Or just democracy.

Me? I voted for Obama, mostly because hilzoy said I should, and I do whatever the internets tell me to do. And I voted ‘no’ on all ballot initiatives, only because there wasn’t a “if we put one more facking po-faced Indian on your TV to horseshit you about these initiatives, you’re going to fucking scalp us” option for #’s 93-whateverthefuck. Dude, I don’t know how to write your fucking gaming contract. Do I look like I know something about gaming contacts? That’s because I don’t. Additionally, I pay the salaries of several hundred people in Sacramento (if that really is the capitol of California – I have my doubts) to handle boring things like that, so I don’t need to have 50,000 teary Indians on my TV telling me that ballot initiatives minus infinity through infinity are/aren’t the best/worst thing that could ever/never happen to them every time someone needs to make a decision about something. Do your damned jobs, and stop bitching at me about it. Gamble all you want. Do I look like I give a shit what you do? Leave me the fuck out of it.

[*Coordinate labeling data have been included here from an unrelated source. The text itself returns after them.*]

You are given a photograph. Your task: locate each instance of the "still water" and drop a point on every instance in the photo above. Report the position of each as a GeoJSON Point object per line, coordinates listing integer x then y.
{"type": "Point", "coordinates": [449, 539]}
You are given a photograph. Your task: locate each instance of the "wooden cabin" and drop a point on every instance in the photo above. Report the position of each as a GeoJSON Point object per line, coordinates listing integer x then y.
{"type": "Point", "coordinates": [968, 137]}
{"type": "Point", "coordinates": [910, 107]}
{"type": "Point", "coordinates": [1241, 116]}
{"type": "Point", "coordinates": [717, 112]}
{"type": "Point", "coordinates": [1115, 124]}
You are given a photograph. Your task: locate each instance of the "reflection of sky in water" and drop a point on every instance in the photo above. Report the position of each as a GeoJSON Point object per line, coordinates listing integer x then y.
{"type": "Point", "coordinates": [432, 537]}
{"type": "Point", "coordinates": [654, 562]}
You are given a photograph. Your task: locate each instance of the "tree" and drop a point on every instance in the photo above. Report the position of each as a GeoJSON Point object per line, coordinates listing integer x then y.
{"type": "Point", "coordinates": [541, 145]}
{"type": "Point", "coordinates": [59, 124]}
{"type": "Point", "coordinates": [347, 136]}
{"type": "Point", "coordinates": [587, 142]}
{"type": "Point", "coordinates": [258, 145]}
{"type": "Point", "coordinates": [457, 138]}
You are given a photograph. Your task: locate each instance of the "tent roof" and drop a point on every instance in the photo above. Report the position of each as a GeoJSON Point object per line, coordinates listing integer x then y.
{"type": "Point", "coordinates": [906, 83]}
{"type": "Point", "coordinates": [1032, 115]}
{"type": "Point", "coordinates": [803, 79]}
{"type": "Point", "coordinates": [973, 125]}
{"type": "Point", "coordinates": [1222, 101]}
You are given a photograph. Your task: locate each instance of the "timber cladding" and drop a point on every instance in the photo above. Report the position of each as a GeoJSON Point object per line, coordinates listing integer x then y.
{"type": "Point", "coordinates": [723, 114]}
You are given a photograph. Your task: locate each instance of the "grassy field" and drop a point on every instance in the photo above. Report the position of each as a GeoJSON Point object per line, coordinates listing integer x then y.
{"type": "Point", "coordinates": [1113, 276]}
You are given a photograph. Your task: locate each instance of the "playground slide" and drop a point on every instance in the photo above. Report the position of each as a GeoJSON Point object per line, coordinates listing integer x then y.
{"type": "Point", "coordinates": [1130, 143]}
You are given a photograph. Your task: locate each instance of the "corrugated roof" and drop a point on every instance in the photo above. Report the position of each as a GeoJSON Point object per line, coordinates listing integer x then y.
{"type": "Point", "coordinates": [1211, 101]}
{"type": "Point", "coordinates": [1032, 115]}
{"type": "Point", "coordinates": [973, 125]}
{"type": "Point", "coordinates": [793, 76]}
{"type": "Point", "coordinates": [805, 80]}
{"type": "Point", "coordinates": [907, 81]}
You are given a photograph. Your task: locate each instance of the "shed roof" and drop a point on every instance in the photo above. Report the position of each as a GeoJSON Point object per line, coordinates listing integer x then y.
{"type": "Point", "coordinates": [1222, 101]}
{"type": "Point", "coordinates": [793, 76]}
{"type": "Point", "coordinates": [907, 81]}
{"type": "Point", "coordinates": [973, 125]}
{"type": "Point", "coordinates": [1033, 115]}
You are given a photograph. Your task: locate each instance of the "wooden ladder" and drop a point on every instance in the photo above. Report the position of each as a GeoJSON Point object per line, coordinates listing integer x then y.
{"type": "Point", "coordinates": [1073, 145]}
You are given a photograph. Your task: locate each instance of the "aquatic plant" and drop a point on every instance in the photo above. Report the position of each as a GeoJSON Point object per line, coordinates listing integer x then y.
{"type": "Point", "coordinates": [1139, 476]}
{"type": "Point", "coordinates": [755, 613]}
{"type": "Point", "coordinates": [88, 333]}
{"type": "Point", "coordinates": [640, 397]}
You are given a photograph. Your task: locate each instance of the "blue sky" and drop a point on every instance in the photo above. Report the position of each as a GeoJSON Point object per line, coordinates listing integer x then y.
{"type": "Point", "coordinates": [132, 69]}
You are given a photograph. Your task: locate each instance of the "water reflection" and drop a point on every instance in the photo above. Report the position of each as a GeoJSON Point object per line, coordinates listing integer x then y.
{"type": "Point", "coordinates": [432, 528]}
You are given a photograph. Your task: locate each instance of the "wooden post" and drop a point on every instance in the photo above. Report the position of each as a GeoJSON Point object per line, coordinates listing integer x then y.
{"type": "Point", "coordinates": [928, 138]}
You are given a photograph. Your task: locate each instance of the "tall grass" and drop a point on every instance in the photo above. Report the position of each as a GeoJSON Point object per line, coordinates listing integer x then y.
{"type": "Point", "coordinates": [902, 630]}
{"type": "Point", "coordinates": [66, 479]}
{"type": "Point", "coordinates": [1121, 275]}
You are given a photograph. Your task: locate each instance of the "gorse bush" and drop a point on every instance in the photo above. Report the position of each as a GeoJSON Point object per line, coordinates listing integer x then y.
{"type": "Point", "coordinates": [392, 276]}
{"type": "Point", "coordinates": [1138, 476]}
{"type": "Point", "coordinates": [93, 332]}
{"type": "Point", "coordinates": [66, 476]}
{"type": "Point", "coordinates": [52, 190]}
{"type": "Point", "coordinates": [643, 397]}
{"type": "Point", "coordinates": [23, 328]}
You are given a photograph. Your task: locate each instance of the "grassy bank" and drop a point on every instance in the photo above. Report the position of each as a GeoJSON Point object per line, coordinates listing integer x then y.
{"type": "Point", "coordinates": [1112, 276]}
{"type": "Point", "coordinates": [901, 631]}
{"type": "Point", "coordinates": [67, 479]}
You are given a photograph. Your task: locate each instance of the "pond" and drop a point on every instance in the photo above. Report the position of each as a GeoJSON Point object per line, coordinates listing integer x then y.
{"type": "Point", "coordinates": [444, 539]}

Also, there was no ballot initiative for getting Carlos Mencia off my TV, despite the fact that’s he’s horrible. I have a pretty high tolerance for non-PC humor, but seriously: the guy does the retard voice. THE RETARD VOICE. That was hacky in fourth grade. If you are over the age of seven, and you think the retard voice is even remotely funny – and if you aren’t actually retarded – you need to kill yourself right now. Trust me on this. I’ll explain why later – first, kill yourself. There’s no time to lose. Thanks.

Quite possible. But mostly he’s just not funny.

Also, new rule: if your mom had a wacky immigrant accent, you’re allowed one joke about it. That’s one ‘joke’, not one ‘career’. I’m not going to sit here and tell you that funny accents aren’t kind of funny, because they are kind of funny, sometimes. Sometimes. SECOND JOKE NEEDED. Thank you.